L’espressione “wind chill” significa letteralmente “vento fresco”, e si usa per indicare, in particolari condizioni meteo, il forte raffreddamento da vento. È molto importante ai fini della valutazione del rischio di ipotermia, ovvero il raffreddamento interno del nostro corpo: di solito la nostra temperatura interna è sui 36-37 gradi; se scende a 33 – 34 gradi inizia un’ipotermia moderata, con rallentamento di tutte le funzioni vitali e rischio di perdita dei sensi; ma basta scendere a 31 – 32 gradi per rischiare il coma e, addirittura, la morte.
Ecco perché le persone più a rischio, come gli anziani e i bambini piccoli, ma anche gli escursionisti di alta montagna sorpresi dal maltempo, devono fare tutto il possibile per proteggersi dall’ipotermia.
In una certa misura, se la temperatura è sotto zero, l’effetto wind-chill (quindi, il vento) incide anche sul rischio di assideramento, cioè di congelamento con conseguente necrosi (morte) dei tessuti. Facciamo due conti rapidi: se la temperatura (da termometro) è a -10 gradi con vento a 50 km orari, il corpo si raffredda ben più rapidamente rispetto ad un ambiente sempre a -10 gradi, ma in assenza di vento.

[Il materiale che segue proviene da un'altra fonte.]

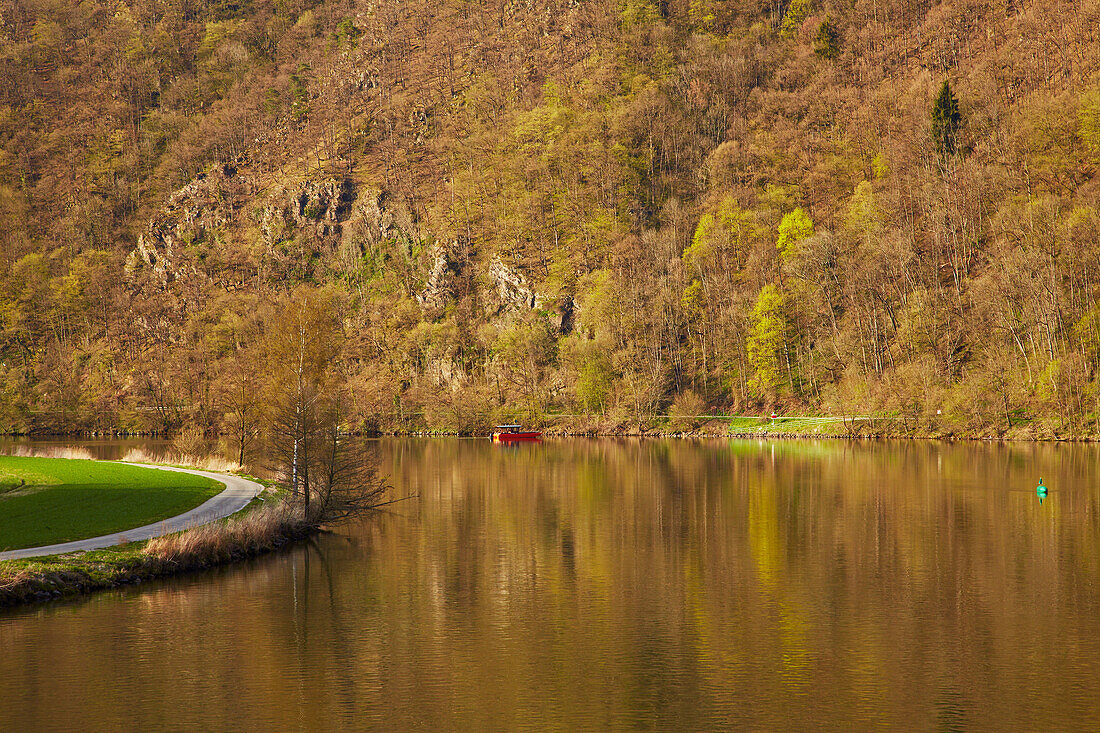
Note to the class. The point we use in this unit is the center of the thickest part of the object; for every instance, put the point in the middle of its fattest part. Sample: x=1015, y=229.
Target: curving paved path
x=238, y=493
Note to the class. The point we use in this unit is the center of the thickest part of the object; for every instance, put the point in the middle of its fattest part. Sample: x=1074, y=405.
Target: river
x=619, y=584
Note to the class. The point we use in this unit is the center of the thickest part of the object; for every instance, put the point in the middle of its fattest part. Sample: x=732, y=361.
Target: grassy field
x=54, y=500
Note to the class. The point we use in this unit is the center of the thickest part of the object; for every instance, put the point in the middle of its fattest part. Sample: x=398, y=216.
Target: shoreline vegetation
x=65, y=576
x=618, y=426
x=275, y=518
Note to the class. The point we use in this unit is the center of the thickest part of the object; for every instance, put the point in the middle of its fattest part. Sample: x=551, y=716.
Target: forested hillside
x=452, y=212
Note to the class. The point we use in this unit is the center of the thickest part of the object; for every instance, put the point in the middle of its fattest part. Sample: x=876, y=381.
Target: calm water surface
x=617, y=584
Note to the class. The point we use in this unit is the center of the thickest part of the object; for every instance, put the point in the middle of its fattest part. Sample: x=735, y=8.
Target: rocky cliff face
x=191, y=216
x=290, y=226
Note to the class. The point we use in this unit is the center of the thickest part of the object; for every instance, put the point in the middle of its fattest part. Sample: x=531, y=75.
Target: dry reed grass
x=201, y=462
x=256, y=532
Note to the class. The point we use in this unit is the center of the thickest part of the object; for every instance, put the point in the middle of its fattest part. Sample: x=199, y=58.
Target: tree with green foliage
x=945, y=121
x=795, y=15
x=767, y=340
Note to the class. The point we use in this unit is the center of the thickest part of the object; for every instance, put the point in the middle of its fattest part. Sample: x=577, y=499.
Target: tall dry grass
x=176, y=458
x=256, y=532
x=51, y=451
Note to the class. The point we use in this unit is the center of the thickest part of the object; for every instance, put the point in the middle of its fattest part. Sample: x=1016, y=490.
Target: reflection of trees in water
x=624, y=583
x=769, y=565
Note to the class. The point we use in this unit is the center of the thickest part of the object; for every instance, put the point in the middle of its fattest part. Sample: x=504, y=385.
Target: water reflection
x=620, y=584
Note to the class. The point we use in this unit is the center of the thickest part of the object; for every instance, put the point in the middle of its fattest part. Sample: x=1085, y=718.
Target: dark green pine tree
x=945, y=121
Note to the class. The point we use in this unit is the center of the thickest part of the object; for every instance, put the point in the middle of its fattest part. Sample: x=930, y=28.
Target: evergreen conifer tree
x=945, y=121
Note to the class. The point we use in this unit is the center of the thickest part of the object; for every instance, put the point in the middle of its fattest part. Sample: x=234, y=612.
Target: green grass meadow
x=44, y=501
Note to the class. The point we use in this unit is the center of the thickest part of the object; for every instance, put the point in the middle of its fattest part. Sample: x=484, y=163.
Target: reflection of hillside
x=582, y=584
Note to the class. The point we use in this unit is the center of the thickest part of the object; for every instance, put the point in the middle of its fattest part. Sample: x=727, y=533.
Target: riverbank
x=781, y=426
x=52, y=501
x=257, y=532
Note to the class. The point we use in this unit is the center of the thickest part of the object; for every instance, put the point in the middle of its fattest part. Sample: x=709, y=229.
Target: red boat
x=509, y=433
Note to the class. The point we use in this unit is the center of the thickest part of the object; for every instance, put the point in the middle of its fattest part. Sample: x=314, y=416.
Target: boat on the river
x=509, y=433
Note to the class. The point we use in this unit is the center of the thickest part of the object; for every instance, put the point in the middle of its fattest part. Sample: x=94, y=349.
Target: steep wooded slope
x=616, y=208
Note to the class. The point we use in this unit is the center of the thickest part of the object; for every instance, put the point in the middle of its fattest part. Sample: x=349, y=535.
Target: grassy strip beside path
x=254, y=532
x=44, y=501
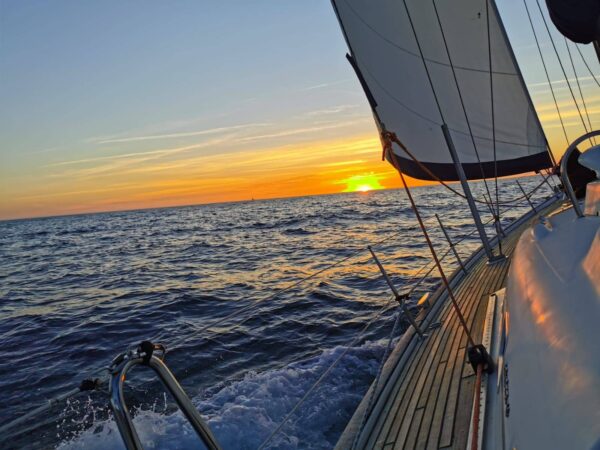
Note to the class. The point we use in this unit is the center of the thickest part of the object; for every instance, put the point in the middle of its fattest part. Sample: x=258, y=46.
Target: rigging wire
x=375, y=383
x=562, y=66
x=587, y=66
x=462, y=103
x=324, y=375
x=537, y=43
x=98, y=372
x=394, y=139
x=497, y=213
x=579, y=87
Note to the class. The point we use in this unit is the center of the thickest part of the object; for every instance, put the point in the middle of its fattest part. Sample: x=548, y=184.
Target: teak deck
x=425, y=402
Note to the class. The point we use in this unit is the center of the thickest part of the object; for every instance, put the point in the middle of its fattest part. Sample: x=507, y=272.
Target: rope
x=323, y=376
x=587, y=66
x=537, y=43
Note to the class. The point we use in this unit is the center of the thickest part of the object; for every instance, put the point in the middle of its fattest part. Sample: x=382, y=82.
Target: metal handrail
x=563, y=170
x=143, y=355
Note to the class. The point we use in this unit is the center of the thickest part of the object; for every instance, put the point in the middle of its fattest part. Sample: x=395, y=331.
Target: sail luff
x=521, y=77
x=395, y=72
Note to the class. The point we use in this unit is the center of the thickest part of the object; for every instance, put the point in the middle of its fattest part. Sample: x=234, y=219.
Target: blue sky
x=123, y=104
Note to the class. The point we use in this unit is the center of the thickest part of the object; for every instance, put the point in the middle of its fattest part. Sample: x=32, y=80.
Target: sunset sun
x=362, y=183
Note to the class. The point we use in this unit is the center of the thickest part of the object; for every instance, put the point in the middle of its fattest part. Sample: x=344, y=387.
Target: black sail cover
x=386, y=56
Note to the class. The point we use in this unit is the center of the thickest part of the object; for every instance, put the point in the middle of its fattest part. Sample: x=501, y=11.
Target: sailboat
x=514, y=361
x=505, y=354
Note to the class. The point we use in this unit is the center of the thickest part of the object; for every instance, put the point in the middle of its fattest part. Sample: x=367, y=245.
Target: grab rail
x=144, y=355
x=563, y=170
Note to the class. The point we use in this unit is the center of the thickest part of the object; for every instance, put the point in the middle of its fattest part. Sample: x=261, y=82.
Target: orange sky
x=80, y=146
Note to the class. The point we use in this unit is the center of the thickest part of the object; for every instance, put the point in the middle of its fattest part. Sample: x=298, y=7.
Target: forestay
x=423, y=64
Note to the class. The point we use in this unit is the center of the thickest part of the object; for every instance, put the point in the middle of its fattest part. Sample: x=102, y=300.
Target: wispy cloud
x=325, y=85
x=296, y=131
x=152, y=137
x=332, y=110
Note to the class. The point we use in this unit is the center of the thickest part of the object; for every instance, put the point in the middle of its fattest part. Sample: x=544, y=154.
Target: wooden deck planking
x=431, y=400
x=431, y=347
x=427, y=356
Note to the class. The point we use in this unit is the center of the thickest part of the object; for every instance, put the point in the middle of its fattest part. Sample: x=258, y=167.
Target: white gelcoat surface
x=553, y=346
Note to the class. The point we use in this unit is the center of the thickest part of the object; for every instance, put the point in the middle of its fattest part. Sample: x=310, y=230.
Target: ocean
x=76, y=291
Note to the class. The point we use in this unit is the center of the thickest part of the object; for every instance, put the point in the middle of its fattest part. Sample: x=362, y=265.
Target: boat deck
x=426, y=401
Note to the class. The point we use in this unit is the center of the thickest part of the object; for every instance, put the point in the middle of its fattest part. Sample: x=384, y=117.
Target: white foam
x=243, y=413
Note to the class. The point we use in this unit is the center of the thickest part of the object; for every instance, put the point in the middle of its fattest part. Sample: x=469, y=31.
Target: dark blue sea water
x=75, y=291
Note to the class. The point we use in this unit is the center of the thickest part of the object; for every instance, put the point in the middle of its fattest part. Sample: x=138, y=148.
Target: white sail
x=414, y=96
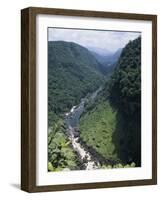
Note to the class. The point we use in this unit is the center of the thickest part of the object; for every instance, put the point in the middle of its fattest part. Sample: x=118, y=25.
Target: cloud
x=107, y=40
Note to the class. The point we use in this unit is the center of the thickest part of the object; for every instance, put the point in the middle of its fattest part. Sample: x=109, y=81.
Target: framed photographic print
x=89, y=99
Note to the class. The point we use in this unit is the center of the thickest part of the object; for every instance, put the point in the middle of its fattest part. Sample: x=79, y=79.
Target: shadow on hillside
x=127, y=139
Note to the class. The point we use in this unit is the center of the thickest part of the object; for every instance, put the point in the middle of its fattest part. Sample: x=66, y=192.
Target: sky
x=109, y=41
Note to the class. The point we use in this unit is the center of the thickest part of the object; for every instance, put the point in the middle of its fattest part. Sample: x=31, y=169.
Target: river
x=72, y=122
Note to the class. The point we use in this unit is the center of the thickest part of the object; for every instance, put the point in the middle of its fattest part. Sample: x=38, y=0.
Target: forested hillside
x=112, y=125
x=108, y=62
x=72, y=72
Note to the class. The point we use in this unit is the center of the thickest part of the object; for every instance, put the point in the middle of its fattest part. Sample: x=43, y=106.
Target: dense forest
x=112, y=126
x=72, y=72
x=109, y=129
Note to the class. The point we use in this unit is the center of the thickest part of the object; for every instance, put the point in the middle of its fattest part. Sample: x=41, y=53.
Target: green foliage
x=72, y=73
x=124, y=92
x=97, y=127
x=119, y=165
x=60, y=154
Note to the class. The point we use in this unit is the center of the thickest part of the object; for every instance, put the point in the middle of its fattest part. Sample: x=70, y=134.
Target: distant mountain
x=108, y=61
x=100, y=51
x=72, y=72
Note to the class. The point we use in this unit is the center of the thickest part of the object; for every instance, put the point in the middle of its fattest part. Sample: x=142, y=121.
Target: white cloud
x=107, y=40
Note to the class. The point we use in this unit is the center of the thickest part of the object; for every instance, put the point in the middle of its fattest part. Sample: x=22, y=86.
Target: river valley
x=72, y=122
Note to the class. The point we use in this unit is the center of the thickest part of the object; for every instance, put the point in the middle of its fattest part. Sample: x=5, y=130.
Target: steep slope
x=72, y=72
x=109, y=61
x=111, y=126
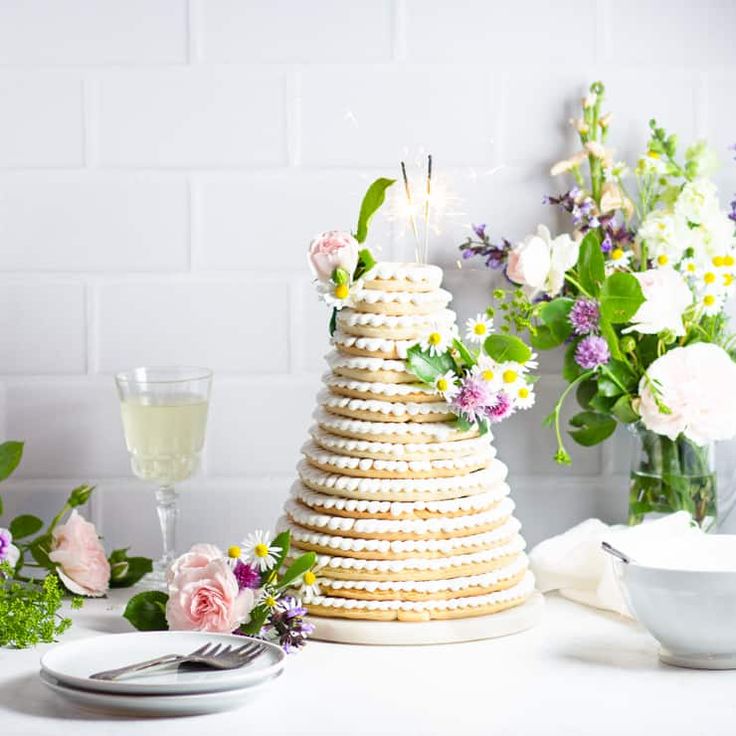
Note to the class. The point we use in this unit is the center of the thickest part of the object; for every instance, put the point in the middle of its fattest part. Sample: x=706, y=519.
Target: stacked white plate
x=66, y=669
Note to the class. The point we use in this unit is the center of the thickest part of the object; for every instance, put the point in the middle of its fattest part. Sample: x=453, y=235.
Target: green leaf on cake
x=372, y=201
x=621, y=297
x=11, y=453
x=147, y=611
x=427, y=367
x=507, y=347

Solo gli esseri viventi, in conclusione, subiscono l’effetto “wind-chill”, perché percepiscono il fatto che il vento fa raffreddare i loro corpi più rapidamente, e quindi è come se facesse più freddo rispetto alla temperatura reale.
Nella fattispecie della nostra regione, i massimi di raffreddamento da vento si hanno sempre esclusivamente in inverno e in due condizioni:
- Irruzione di aria polare continentale (bora), con forti raffiche da est; è molto raro, ma in casi estremi (dicembre 2001, febbraio 2012) può soffiare fino a 70 km/h con temperature prossime alle 0.
- Furiosi venti da nord (fohn), che comunque è un vento mite, ma quando è tempestoso e in pieno inverno fa raffreddare moltissimo gli strati del corpo non coperti.